私は18歳で今の世界に入って、36歳で宇宙飛行士を受験して、あと18年くらいで仕事を引退すると思います。
人生の折り返し地点を周りながらこの数年を過ごしてきました。

18歳から36歳まではひたすらに自分を鍛えてました。

仕事、勉強、運動、人間関係

自分の目標のさらに一歩先に宇宙飛行士という高い目標があってくれたおかげで、本当に充実した人生を送ることができたと思います。

ただ、そこには自分が気付いていない、負の面がありました。

以前、自分のこれまでのストーリーを選抜受験者の仲間内に話す機会があったのですが、最後に質問に答えていく過程で、こんな質問がありました。

「今後どうしていきたいか」

ごく一般的な質問なのですが、これに答えようとしても言葉に詰まり、涙が止まらなくなりました。

今までガムシャラに飛んできたので、飛行機を降りたあとの自分を想像したことがありませんでした。
自分が自分じゃなくなるようで怖かったのです。

人間はいつまでも最前線に立つプレイヤーではいられない。

自分を鍛えることができる。
努力を発揮できる場がある。
その幸せな時間は儚いものと気付かされました。

・7段階の人生論

能楽で有名な世阿弥が著した「風姿花伝」には7段階の人生論というものがあります。
世阿弥は人間が芸能の道を生きる上で、人生のそれぞれのポイントで何をすべきかを残していました。
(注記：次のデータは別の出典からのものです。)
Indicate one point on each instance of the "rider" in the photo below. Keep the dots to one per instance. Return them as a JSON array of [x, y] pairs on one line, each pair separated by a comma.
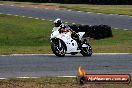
[[65, 28]]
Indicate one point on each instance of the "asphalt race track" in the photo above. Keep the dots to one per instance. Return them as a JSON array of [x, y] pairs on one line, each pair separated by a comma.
[[50, 65], [70, 16]]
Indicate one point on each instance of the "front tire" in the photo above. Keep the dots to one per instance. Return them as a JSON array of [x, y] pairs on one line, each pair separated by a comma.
[[60, 52], [86, 51]]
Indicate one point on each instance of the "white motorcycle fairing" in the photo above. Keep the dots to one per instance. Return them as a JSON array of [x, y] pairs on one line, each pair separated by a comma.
[[63, 43], [71, 44]]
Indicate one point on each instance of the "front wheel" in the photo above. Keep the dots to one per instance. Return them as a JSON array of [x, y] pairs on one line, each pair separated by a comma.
[[86, 51], [57, 50]]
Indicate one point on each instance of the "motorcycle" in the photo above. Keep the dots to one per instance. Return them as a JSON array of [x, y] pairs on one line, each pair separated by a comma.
[[62, 43]]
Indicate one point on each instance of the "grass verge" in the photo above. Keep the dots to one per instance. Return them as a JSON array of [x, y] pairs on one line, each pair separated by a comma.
[[54, 82], [107, 9], [20, 35]]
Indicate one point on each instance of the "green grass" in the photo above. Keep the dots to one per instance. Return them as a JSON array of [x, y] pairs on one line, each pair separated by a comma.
[[20, 35], [107, 9], [23, 35]]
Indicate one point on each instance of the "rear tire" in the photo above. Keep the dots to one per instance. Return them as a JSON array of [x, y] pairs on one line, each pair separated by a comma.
[[58, 52], [86, 51]]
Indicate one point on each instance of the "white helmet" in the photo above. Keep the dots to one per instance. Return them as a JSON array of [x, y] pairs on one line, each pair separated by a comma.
[[58, 22]]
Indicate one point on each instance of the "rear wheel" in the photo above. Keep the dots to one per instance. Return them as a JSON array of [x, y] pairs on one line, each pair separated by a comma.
[[86, 51], [59, 51]]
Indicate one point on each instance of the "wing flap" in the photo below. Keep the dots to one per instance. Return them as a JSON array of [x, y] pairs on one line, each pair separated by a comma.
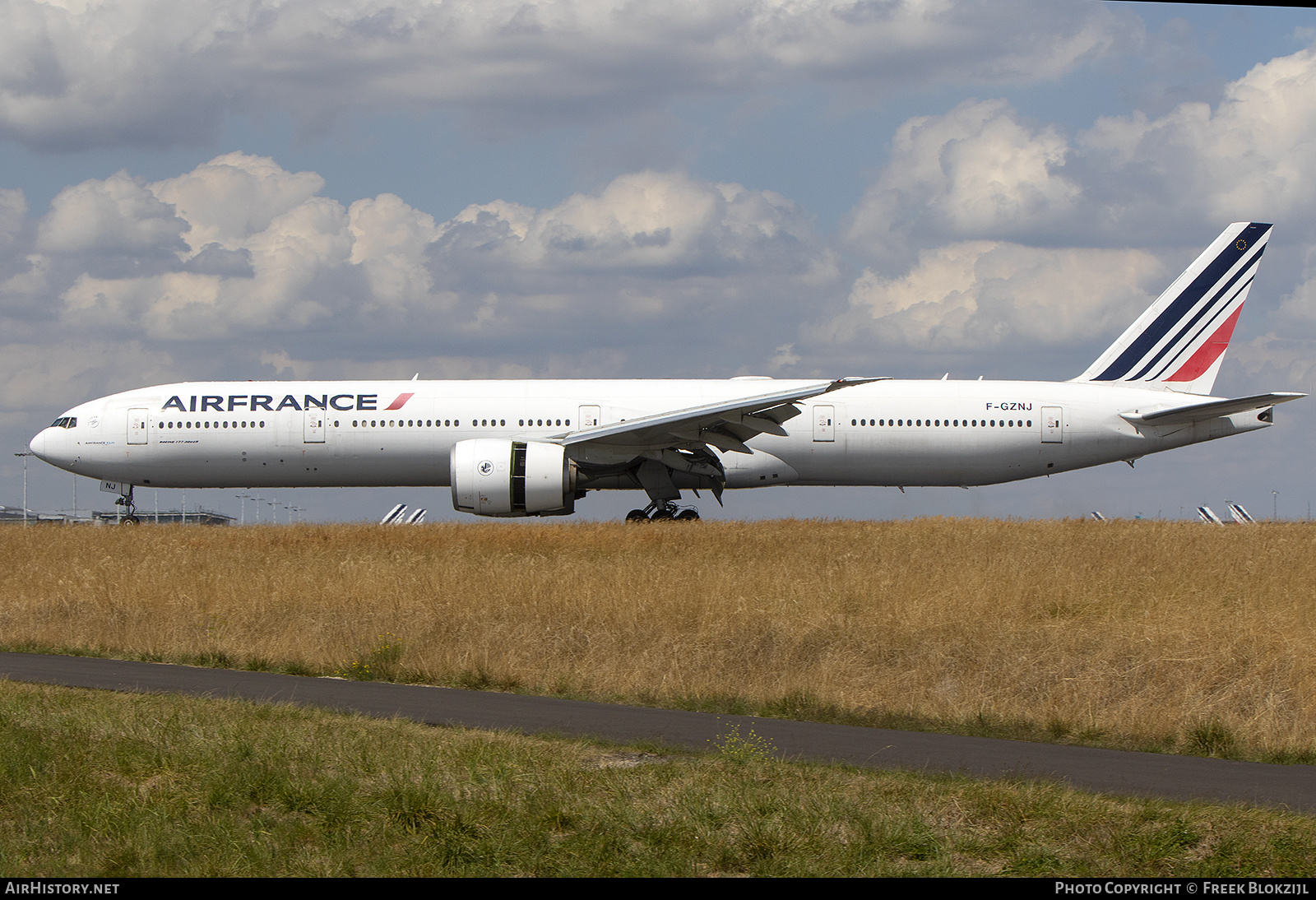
[[725, 424]]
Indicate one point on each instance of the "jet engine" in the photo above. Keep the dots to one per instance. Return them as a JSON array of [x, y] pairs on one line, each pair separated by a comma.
[[494, 476]]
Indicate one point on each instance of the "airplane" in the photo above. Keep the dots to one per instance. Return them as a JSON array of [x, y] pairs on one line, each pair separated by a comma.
[[535, 448]]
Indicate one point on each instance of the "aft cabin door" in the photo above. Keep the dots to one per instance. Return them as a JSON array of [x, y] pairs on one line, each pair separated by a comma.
[[313, 427], [589, 417], [1053, 425], [137, 420], [824, 429]]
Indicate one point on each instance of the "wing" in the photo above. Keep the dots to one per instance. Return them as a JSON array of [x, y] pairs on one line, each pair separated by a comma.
[[1197, 412], [725, 424]]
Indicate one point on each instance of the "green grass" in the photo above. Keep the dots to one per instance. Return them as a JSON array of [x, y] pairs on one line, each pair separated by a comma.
[[95, 783]]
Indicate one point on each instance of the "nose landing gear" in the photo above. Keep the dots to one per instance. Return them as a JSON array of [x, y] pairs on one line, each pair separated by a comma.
[[125, 500]]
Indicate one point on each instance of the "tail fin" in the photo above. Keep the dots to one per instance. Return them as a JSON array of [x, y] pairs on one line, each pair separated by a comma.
[[1181, 340]]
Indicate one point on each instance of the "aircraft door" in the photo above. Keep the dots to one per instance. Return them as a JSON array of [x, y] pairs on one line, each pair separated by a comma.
[[137, 420], [589, 417], [1053, 425], [824, 429], [313, 427]]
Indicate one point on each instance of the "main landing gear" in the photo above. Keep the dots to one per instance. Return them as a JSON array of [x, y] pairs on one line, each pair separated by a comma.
[[125, 500], [664, 511]]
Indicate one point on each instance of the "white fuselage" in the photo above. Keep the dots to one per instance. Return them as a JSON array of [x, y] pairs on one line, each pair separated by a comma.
[[881, 434]]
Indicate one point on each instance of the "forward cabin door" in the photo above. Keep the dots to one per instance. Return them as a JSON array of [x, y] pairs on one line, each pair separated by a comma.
[[1053, 425], [313, 427], [137, 420], [824, 427]]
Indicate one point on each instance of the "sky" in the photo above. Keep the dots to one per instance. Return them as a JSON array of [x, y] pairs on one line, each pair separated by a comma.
[[578, 188]]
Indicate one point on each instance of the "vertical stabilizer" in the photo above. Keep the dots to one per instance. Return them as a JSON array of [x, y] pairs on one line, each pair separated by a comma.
[[1181, 340]]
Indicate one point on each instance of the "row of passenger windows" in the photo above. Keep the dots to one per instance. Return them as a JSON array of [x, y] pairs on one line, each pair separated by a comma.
[[453, 423], [943, 423], [168, 425], [362, 423]]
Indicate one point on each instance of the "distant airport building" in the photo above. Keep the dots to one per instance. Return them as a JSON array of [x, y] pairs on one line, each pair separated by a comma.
[[13, 516]]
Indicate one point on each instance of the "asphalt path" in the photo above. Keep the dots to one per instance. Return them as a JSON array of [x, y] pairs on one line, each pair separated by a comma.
[[1109, 772]]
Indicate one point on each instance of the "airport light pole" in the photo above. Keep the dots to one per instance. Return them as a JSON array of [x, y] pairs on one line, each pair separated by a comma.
[[24, 485]]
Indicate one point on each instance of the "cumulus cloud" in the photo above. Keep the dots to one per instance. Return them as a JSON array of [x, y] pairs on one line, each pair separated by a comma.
[[982, 171], [986, 295], [155, 72], [243, 269]]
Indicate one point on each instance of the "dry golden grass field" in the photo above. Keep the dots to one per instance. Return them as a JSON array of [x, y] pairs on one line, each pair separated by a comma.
[[1158, 634]]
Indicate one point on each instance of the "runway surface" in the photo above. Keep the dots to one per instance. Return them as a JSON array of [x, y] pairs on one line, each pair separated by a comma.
[[1109, 772]]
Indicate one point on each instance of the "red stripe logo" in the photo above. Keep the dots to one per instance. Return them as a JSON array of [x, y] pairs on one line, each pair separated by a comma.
[[1208, 351]]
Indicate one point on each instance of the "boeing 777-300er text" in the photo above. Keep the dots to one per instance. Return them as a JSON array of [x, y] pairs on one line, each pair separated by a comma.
[[535, 448]]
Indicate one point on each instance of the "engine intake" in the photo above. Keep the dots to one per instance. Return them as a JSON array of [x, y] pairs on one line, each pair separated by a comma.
[[494, 476]]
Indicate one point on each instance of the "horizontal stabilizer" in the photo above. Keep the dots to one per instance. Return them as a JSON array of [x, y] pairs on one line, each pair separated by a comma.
[[1197, 412]]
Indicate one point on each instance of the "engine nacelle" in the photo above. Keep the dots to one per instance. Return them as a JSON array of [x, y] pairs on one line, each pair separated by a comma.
[[494, 476]]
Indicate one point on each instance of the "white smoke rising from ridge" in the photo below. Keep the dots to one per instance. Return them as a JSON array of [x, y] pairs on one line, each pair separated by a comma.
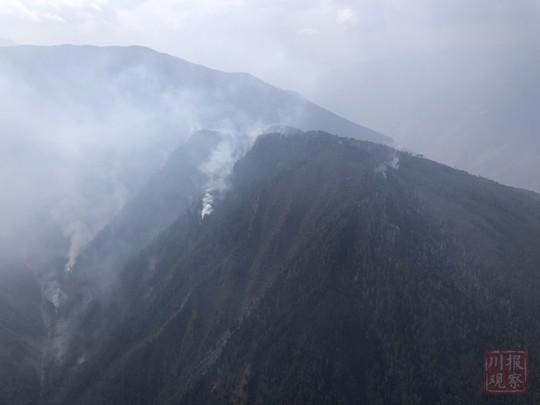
[[221, 161]]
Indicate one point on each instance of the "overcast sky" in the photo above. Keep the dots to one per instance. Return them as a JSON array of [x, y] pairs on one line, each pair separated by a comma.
[[295, 44]]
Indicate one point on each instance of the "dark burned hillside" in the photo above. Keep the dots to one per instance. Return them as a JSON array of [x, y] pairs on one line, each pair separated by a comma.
[[333, 271]]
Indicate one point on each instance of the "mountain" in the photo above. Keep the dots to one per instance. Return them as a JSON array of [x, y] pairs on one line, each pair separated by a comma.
[[473, 109], [85, 127], [330, 271]]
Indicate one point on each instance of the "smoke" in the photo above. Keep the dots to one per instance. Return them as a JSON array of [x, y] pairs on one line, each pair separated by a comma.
[[392, 162], [235, 142]]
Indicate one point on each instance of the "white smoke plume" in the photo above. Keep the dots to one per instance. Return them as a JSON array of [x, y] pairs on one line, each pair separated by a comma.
[[219, 166]]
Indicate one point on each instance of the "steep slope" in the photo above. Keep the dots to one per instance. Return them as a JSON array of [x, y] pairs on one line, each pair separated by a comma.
[[333, 271], [22, 336], [103, 120], [165, 197]]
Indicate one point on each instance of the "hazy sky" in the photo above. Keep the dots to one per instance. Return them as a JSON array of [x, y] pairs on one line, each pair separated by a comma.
[[296, 44]]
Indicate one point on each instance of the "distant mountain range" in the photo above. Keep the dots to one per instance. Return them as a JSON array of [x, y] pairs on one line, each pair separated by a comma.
[[332, 271], [146, 260], [475, 109]]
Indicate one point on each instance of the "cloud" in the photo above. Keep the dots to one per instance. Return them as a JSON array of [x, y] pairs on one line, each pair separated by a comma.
[[346, 16], [52, 11]]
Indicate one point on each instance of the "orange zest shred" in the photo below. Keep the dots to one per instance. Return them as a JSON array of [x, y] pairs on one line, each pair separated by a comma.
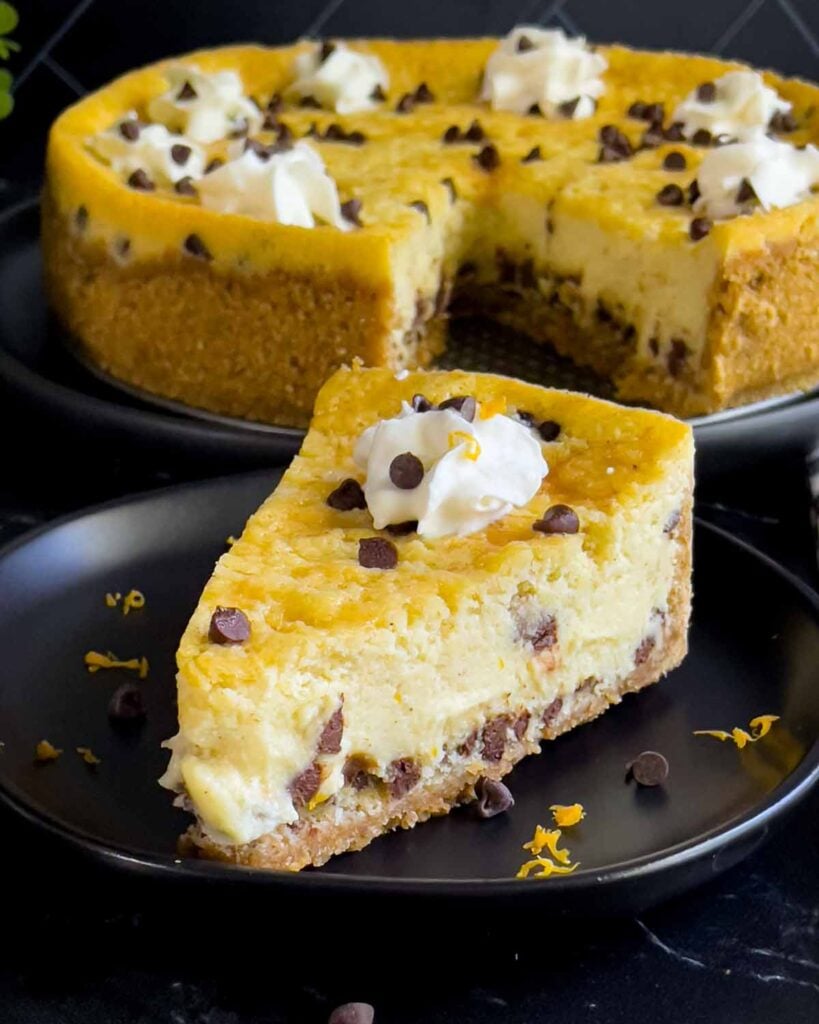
[[458, 437], [566, 816], [94, 662], [760, 726]]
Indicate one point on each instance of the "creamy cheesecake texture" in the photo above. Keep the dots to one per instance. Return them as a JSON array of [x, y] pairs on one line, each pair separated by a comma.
[[579, 220], [362, 698]]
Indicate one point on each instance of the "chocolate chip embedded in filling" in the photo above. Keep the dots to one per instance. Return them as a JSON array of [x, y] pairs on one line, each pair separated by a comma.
[[402, 775], [304, 786], [558, 519], [347, 496], [228, 626], [376, 553]]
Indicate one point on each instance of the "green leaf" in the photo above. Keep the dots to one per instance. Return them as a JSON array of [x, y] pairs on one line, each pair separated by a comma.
[[8, 17]]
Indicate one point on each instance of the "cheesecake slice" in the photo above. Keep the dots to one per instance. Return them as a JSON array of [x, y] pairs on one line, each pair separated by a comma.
[[456, 567]]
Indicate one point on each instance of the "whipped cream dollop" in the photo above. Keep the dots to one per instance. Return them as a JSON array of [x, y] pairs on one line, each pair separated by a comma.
[[340, 79], [775, 173], [546, 68], [474, 472], [166, 158], [290, 186], [206, 108], [736, 104]]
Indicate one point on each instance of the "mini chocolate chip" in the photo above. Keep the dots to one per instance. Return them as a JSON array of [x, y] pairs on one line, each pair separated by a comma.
[[648, 769], [492, 798], [488, 158], [140, 180], [406, 471], [465, 404], [184, 186], [228, 626], [558, 519], [706, 92], [347, 496], [130, 129], [351, 210], [126, 706], [186, 92], [376, 553], [421, 206], [675, 161], [196, 247], [330, 740], [671, 196], [352, 1013], [549, 430], [304, 786], [402, 775]]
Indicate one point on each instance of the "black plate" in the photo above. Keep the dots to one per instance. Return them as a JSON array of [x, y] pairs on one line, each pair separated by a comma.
[[36, 363], [755, 648]]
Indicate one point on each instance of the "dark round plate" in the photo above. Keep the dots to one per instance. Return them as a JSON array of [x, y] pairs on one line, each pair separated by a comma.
[[37, 364], [755, 647]]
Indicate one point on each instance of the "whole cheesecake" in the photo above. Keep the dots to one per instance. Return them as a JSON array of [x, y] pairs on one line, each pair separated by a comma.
[[456, 567], [227, 228]]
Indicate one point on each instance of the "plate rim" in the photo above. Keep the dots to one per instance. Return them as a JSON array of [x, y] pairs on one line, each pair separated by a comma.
[[776, 804]]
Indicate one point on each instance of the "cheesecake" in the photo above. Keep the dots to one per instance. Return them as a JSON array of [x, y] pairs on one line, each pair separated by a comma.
[[454, 569], [228, 227]]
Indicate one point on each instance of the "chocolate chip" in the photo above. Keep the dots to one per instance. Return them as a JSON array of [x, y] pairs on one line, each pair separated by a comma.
[[648, 769], [126, 706], [376, 553], [130, 129], [330, 740], [228, 626], [351, 211], [184, 186], [492, 798], [180, 154], [558, 519], [549, 430], [347, 496], [304, 786], [196, 247], [488, 159], [671, 196], [140, 180], [402, 775], [675, 161], [465, 404], [401, 528], [421, 206], [706, 92], [406, 471], [352, 1013]]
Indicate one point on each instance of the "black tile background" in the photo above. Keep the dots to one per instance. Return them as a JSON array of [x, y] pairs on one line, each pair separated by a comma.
[[70, 46]]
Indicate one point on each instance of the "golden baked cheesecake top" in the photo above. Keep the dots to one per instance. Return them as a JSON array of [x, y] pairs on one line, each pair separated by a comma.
[[397, 581]]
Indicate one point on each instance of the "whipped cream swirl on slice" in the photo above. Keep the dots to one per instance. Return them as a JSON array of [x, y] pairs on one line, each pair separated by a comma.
[[776, 174], [737, 104], [340, 79], [206, 108], [130, 146], [544, 68], [290, 186], [474, 473]]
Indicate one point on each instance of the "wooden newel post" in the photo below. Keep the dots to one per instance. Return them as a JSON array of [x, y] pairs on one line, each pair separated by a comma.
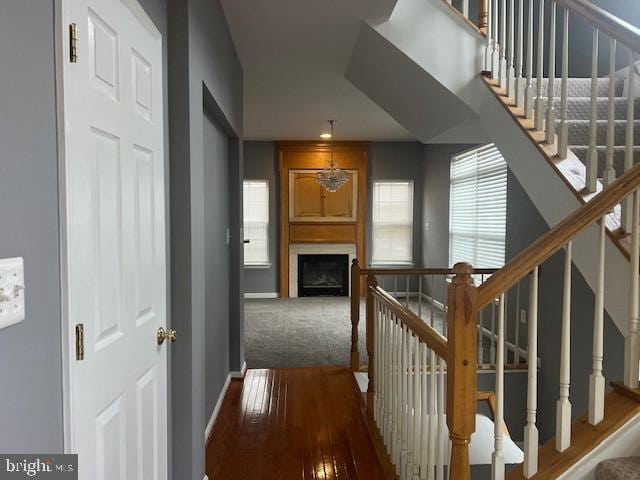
[[483, 12], [461, 369], [371, 283], [355, 314]]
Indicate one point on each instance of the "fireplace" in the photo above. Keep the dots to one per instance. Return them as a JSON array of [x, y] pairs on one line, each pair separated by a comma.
[[323, 275]]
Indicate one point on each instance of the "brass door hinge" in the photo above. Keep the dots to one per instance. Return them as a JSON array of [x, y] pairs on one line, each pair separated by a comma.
[[80, 341], [73, 43]]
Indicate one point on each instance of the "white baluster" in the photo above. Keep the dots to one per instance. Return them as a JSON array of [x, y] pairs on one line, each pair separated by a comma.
[[627, 205], [503, 44], [433, 423], [376, 360], [409, 416], [442, 440], [426, 414], [402, 419], [497, 458], [530, 467], [420, 296], [388, 419], [492, 348], [529, 92], [520, 83], [563, 141], [563, 406], [551, 111], [488, 64], [417, 409], [495, 54], [511, 72], [539, 123], [596, 379], [609, 171], [480, 337], [592, 157], [382, 386], [395, 434], [632, 348]]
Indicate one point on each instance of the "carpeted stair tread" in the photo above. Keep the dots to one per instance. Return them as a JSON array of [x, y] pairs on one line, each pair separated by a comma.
[[579, 132], [579, 108], [581, 87]]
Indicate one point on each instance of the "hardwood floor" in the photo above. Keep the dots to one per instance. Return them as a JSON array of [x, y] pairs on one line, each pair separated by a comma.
[[303, 423]]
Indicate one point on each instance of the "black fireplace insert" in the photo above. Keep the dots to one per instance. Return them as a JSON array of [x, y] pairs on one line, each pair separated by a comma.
[[323, 275]]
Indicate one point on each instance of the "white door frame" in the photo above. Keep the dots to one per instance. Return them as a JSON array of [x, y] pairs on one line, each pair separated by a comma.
[[61, 55]]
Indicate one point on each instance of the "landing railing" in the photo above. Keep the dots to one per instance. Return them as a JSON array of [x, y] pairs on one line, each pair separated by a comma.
[[423, 291], [528, 263], [516, 59], [422, 384]]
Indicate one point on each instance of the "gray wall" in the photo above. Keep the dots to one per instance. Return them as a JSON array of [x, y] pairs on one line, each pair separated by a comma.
[[216, 181], [30, 352], [524, 226], [261, 162], [205, 73], [387, 161]]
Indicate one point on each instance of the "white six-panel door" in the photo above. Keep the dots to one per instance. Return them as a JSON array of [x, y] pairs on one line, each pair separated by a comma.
[[114, 232]]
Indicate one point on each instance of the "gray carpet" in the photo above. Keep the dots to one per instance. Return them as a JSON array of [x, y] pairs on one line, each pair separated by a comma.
[[304, 332]]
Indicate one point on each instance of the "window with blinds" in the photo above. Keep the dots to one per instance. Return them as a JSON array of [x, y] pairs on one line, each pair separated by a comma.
[[392, 222], [478, 212], [256, 222]]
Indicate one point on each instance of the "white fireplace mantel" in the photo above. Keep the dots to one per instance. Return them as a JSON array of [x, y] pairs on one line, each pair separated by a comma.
[[296, 249]]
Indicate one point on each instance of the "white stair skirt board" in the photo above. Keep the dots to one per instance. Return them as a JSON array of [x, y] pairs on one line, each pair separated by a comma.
[[216, 409], [623, 443], [455, 73], [262, 295]]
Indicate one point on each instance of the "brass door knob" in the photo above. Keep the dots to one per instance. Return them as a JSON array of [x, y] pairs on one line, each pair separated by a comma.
[[170, 335]]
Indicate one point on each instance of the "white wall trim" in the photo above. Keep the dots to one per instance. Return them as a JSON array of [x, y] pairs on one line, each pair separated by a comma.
[[241, 373], [216, 409], [262, 295]]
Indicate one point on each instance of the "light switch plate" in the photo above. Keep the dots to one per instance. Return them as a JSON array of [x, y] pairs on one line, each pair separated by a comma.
[[11, 291]]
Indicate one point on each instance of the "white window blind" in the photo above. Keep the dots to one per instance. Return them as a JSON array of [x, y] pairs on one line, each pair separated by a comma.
[[392, 222], [256, 222], [478, 208]]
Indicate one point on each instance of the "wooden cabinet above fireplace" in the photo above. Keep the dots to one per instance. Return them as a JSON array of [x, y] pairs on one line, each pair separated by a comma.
[[311, 215], [309, 202]]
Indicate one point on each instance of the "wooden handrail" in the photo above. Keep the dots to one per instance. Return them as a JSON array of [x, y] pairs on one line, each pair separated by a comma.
[[556, 238], [427, 334], [606, 22]]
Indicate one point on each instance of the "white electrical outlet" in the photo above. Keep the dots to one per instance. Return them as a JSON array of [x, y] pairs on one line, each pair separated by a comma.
[[11, 291]]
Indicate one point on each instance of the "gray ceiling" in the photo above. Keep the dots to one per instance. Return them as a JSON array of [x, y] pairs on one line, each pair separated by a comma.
[[294, 54]]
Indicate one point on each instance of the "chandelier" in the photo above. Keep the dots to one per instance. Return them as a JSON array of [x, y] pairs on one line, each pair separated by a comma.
[[332, 178]]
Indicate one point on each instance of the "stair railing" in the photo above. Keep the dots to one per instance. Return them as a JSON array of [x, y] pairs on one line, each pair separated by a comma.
[[513, 56], [421, 382], [424, 292], [527, 264]]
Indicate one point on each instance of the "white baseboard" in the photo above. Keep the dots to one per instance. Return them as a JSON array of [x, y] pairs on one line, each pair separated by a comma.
[[216, 409], [241, 373], [262, 295]]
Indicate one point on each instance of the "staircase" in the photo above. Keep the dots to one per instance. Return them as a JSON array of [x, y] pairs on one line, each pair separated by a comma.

これを見たとき、自分が歩むべき指針になるんじゃないかなと思いました。

ざっくりまとめると以下の通り。

幼  少:思うままにやらせなさい
少年前期:それだけで「時分の花」がある
少年後期:今までできていたものが小さな変化でできなくなる(声変わりなどがイップスを生む)。苦難が待ち受けるが諦めてはならない
青  年  期:「時分の花」を実力と勘違いするな、初心忘れず「真実の花」を目指せ
壮年前期:上がるは35歳までに「真実の花」となれ。40歳以降は下がるのみ。
壮年後期:難しいことはせず、得意なことをせよ。後継者を育成が一番大事
老  年  期:老いても老木に花が咲く。それが理想の能。

私はいわゆる壮年前期〜後期にあたります。
私がこれからすべきことは

・これまでの人生を振り返り
・今後の進むべき道を考え
・何か得意なことをし
・誰かを育成すること

だそうです。
これらをすることが、良い人生を歩むための指標になるのかなと思いました。

・自分の進むべき道

あれからいろいろ思うことがありました。
少しだけ飛ぶ仕事から離れる期間をもったり。

離れてみて思うことは、空に戻ることが怖かったということ。

乗ってるときはあれだけ降りたくないと思っていたのに、飛行機から離れると、空に戻ることが怖い。

おかげで安心できました。
自分は飛行機を降りても大丈夫。
前を向いて歩いていける。

・遺すこと

選抜期間中からちょこちょこnoteを書いてました。
初めは思考の整理、論文の練習などの目的に書いてたのですが、今ではちょっとした息抜きになっています。

私は後天的に作られた人間です。
遺伝的に優れた何かを持っていたわけでもなく
運動も勉強も別にできるわけでもなく
成績が良いわけでもなく
人間関係にも苦労する生活を送っていました。

努力が続く人間でもなかったので、いかに楽して能力を身につけることができるかばかりを考えてきました。
だから自分がどうやって課題を克服したかを言語化できるのかもしれません。

今だから遺せること。
あとで忘れちゃうかもしれないこと。

そういうものを遺していく。
人を育て、教え、導いていく。

そういう人生にシフトしたほうが、豊かな人生を歩むことに繋がるんだなと思いました。

これからもこのnoteを活用していこうと思います。

Aviator.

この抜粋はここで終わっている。